Suffolk's rural areas are places where you can walk freely through the streets, ancient lanes and closes of new developments - which you will not be able to do if they are gated.

They are places people mingle in the village hall at whist drives and table top sales and barn dances. Where the flower show thrives, the pub is the place to congregate, the fields are rich with crops, and the parish council keeps a careful watch, ensuring the village does not die, trying to keep a delicate balance between moving forward without horrendous change that harms a precious way of life.

Gated communities are a step in the wrong direction - people may feel safer in their homes but will feel less a part of the community in which they choose to have them.

What do you think of gated communities? Are you concerned that we will one day all live behind bars? What do you think? Write to Your Letters, Evening Star, 30 Lower Brook Street, Ipswich, IP4 1AN or send an e-mail to eveningstarletters@eveningstar.co.uk

second story:

KIRTON'S “gated” community is to be built on land known as The Maltings.

Councillors have agreed Meob Holdings can build three five-bed detached homes and two semis, one a three-bed social housing property and the other four-bed, on the 2.2 acre site off Trimley Road.

As well as being disturbed by the prospect of gates, parish councillors are worried about their positioning - saying they must be far enough back to prevent traffic queues on the road while people trying to open them or go in and out.

There was uproar last year when the previous owners of the site ripped up trees and destroyed unique, historic world war two military buildings in the garden. Suffolk Coastal eventually acted to place a tree preservation order on the trees around the boundary.

The biggest concerns over the new development next to the grade two listed Georgian Maltings house is whether the land is contaminated by asbestos or unexploded munitions.

Senior planning officer Bob Chamberlain said the previous owner's pre-emptive clearance work had removed anti-aircraft gun emplacements and a battery observation post.

He said before work started on the archaeologists would carry out a dig and survey to map and record the war-time buildings.

Lizzy Last, 16, of Falkenham Road, Kirton, said: “Being in a village is about everyone being together - I don't think it would be right to live behind gates because you would feel excluded.”

Tom Watts, 13, of Kirton, a student at Orwell High, said: “I wouldn't want to live there.
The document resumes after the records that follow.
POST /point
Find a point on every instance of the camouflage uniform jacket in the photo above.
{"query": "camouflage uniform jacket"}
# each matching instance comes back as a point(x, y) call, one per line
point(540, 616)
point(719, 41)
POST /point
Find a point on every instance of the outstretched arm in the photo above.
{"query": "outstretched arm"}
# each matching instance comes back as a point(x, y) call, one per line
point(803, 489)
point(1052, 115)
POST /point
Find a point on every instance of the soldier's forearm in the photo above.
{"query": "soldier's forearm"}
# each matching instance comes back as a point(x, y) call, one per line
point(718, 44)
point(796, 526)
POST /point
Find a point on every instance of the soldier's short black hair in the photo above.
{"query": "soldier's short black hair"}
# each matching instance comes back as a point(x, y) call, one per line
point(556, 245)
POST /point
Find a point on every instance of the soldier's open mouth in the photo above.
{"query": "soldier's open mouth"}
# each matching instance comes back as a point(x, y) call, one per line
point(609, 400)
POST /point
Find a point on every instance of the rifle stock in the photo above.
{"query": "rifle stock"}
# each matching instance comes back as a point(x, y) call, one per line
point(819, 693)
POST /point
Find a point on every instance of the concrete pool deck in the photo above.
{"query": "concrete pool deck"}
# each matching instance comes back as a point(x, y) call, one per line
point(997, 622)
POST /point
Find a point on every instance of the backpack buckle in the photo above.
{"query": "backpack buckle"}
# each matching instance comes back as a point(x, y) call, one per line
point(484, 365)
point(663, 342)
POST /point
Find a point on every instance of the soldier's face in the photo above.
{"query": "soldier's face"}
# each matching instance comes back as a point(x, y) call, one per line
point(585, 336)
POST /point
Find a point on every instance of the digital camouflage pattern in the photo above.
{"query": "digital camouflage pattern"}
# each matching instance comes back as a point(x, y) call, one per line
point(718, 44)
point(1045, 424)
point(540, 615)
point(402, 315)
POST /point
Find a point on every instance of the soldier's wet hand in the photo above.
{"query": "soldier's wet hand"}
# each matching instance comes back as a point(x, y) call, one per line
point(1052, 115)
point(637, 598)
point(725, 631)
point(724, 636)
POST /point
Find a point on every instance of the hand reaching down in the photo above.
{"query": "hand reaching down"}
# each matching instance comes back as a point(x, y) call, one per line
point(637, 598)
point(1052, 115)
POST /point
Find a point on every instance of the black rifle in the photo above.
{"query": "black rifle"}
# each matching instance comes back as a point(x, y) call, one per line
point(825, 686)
My uncle lives behind gates in Ipswich and you cannot just go in there - it's very difficult if he is out when you go to visit.”

Luke Stewart, 13, of Kirton, a student at Orwell High, said: “I think it would be all right and you would get used to living there. It would certainly feel safer.”

Harry Page, on holiday from Ripon visiting friends in the village, said: “I would definitely not want to live behind gates. You would not feel part of the village and the community.”